Fantastic History #18: Alice Payne Arrives by Kate Heartfield

Today is the book birthday of Alice Payne Arrives, which I’ve been holding onto my opinions about for a while now, except for the 5-star rating I left of it over on Goodreads. I do like Kate Heartfield’s work, and she had been a frequent contributor here at Fantastic History.

Let me just put this out there for the purists on the blog; this is not only history, okay? There is a fair amount of science fiction in the mode of time travel, so if you’re coming to this book looking solely for the ramblings and adventures of a female highway-person in 1788, you might look at the work askance. That said, Alice is an interesting character study in a woman who must carve out her destiny in a time ill-suited for her. Part Jamaican in England, gay, and seeking adventure, the life to which she has been born is not the life she wants to have, Ergo, Alice takes matters into her own hands.

Alice becomes entangled with time travelers, notably Prudence Zuniga, who is battling to save the world, over and over again.
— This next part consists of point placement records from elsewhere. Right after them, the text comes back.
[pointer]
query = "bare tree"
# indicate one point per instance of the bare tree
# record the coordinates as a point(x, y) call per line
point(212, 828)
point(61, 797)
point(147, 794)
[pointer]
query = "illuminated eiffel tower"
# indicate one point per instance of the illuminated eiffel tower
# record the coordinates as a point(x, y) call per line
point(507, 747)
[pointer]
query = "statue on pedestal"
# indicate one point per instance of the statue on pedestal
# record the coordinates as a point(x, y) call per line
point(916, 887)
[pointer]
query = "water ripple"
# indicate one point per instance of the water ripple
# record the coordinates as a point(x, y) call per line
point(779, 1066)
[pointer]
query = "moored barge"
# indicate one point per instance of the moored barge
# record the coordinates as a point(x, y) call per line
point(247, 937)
This interesting alchemy produces a novel that is part science fiction, party history, and part steampunk (if anyone really knows what that is). The novella feels dense and there are a lot of unanswered questions, but I believe the second Alice Payne novella may answer some of them.

If you are looking for a book that does some interesting things with history, but stretches it out, this is a good read for you.